Entre la razón y la compasión


En su nuevo libro, Karen Armstrong analiza las figuras de Buda, Confucio, Sócrates y Jeremías, y sus enseñanzas en India, China, Grecia e Israel. Su conclusión es clara: la religión que declare la guerra a la razón moderna sufrirá la derrota de la fe que proclama. Y a su vez, la sociedad laica que prescinda de los saberes religiosos se verá gravemente dañada.

Con motivo de la publicación de uno de sus últimos libros, The Sunday Times se refería a la británica Karen Armstrong (1944) en estos términos: "Posee un talento deslumbrante; es capaz de abordar un tema complejo y reconducirlo a sus aspectos esenciales, sin caer en simplificaciones".

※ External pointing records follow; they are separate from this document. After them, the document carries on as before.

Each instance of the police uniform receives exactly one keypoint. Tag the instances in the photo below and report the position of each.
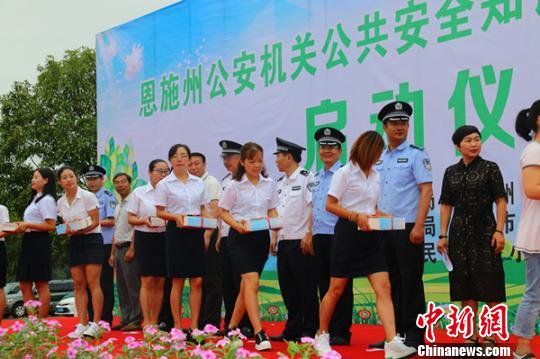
(324, 223)
(211, 287)
(402, 169)
(4, 218)
(107, 205)
(230, 279)
(35, 260)
(296, 271)
(184, 246)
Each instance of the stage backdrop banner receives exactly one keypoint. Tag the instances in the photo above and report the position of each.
(197, 72)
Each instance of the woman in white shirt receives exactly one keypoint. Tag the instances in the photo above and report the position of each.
(528, 235)
(4, 218)
(177, 195)
(35, 261)
(248, 196)
(149, 242)
(353, 194)
(85, 249)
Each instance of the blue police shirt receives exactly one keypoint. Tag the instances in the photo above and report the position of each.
(323, 221)
(107, 204)
(401, 171)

Es, tal vez, la mejor caracterización que se puede ofrecer de esta "monja fugitiva", como ella misma se autocalifica, aludiendo así a los siete años de rígida vida monacal que pasó en un convento de la Sociedad del Sagrado Niño Jesús. Abandonado el convento, Karen Armstrong emprendió una vida, también "rígida", de estudio, docencia e investigación. Fue decisivo el viaje que, en 1984, la condujo a Jerusalén. A partir de esta fecha se centró en un gran proyecto de investigación: el estudio de las grandes tradiciones religiosas de la humanidad, especialmente de las monoteístas: judaísmo, cristianismo e islamismo. Hoy es ya una voz imprescindible. La avalan títulos de resonancia mundial como Una historia de Dios; Jerusalén, una ciudad y tres religiones; El islam; Los orígenes del fundamentalismo en el judaísmo, el cristianismo y el islam, y La gran transformación, obra que hoy presentamos.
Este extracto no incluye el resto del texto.